2 - La preuve qu'il nous prend pour des moutons:

"Si on attend septembre 2009, c'est encore un an où le téléspectateur aura entendu dire qu'il allait se passer des choses et que ça allait changer et où il ne se passera rien"

Des moutons impatients. Selon Nicolas Sarkozy le téléspectateur est incapable d'intégrer une information aussi basique qu'une simple date. Si on lui annonce une réforme pour le mois de septembre, il ne comprendra pas pourquoi rien n'aura changé dès le mois de janvier. Vous êtes impatients, souvenez-vous. Visiblement Bouygues et Bolloré aussi.
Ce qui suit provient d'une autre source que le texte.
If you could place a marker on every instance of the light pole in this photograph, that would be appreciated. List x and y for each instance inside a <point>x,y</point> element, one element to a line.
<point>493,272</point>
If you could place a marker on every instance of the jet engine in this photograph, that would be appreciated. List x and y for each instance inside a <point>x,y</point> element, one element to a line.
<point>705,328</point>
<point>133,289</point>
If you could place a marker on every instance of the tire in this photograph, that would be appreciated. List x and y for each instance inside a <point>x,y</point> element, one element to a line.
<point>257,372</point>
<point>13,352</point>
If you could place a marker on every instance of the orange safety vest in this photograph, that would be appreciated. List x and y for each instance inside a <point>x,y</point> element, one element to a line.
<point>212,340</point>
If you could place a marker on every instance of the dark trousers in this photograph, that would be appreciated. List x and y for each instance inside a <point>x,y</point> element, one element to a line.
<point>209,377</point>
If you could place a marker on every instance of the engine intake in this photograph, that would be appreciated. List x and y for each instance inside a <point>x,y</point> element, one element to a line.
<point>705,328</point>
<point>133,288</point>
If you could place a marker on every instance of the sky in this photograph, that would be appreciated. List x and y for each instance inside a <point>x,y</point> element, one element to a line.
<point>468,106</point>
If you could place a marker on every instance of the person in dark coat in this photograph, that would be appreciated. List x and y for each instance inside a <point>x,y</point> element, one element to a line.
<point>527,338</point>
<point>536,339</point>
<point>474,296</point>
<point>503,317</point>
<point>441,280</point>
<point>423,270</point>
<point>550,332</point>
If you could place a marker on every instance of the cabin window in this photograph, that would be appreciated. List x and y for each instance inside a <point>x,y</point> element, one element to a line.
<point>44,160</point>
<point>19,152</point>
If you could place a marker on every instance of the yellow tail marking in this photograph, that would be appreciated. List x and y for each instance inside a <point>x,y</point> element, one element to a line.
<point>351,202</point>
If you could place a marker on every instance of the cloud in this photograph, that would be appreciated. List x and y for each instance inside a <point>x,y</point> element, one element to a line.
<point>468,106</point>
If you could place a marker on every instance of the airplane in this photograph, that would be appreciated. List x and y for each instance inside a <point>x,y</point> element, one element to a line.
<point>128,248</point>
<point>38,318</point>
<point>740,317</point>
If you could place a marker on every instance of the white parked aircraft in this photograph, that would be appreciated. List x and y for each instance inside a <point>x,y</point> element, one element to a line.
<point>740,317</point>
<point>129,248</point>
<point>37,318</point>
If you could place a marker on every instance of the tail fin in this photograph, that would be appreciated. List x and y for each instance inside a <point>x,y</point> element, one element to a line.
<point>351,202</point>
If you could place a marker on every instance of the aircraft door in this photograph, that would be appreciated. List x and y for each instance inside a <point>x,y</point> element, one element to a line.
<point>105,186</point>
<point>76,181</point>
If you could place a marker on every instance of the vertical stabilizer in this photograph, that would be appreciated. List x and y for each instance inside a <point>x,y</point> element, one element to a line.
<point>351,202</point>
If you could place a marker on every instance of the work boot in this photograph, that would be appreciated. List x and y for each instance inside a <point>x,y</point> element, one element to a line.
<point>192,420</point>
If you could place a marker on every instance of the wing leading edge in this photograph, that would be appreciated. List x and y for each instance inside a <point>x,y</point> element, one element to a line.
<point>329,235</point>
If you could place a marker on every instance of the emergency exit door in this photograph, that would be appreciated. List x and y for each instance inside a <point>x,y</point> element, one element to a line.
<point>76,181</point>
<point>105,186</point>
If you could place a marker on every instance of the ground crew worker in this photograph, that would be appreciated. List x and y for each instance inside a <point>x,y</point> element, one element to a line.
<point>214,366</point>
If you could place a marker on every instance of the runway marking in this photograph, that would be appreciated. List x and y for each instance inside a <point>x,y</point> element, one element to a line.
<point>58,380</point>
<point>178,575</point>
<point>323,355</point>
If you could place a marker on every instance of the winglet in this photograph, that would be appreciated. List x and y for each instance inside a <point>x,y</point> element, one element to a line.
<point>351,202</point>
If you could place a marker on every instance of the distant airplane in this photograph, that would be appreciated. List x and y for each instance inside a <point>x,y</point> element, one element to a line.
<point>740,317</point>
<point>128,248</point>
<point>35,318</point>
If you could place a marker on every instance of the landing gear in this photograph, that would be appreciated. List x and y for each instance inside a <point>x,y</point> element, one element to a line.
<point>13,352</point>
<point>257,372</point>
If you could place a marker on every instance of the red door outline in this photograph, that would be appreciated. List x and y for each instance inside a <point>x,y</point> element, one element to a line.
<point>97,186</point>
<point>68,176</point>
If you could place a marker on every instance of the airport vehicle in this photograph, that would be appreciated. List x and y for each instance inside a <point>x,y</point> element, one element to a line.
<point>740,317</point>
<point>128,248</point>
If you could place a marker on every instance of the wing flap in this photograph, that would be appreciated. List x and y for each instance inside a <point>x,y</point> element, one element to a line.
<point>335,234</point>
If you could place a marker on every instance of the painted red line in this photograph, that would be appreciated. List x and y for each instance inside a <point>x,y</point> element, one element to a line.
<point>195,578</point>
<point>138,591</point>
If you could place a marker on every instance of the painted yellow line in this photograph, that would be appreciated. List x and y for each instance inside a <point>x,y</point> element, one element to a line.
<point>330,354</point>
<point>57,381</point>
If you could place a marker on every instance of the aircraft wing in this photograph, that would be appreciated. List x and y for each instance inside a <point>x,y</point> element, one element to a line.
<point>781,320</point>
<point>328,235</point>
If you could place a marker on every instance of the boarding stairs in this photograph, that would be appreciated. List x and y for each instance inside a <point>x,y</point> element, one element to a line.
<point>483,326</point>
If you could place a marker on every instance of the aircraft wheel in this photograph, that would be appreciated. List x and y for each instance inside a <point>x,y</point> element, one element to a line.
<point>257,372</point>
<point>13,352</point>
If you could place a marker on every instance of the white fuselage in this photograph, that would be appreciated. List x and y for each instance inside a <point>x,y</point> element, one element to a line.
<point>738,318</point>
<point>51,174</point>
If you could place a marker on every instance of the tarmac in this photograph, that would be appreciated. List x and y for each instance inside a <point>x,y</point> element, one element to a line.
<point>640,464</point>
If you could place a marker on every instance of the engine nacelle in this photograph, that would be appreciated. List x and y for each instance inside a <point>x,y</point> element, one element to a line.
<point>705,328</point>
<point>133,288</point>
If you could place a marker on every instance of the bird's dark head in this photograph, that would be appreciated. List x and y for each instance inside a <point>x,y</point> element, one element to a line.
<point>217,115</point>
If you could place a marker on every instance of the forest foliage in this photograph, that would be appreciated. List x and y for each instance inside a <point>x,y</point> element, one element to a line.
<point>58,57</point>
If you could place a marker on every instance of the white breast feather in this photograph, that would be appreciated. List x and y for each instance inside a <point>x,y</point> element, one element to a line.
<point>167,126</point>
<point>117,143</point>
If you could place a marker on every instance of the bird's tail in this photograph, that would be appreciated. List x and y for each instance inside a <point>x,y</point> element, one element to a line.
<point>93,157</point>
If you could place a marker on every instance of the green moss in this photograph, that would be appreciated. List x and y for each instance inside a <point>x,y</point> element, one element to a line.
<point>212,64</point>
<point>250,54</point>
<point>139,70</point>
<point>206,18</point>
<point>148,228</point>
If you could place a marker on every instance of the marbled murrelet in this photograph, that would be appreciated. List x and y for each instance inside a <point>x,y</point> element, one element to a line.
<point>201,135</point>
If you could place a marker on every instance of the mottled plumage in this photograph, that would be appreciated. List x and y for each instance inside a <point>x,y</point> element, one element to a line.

À moins qu'il faille y voir la trouille de futurs couacs, comme un aveu d'incompétence en matière de communication, pour l'ensemble du gouvernement, avec ou sans Kaiser Saussez...

Je ne reviendrai pas sur l'absurdité du financement proposé ni sur l'absence totale de vision pour la radio, l'outre mer ou la francophonie. Tout ceci ressemble trop à de l'improvisation - puisque les solutions sont les mêmes qu'il y a 6 mois, à quoi a servi la Commission Copé? - et quand on improvise sur de telles réformes, qui ne relèvent d'aucune urgence, qu'en est-il des enjeux majeurs et des attentes pesant sur le quotidien des Français?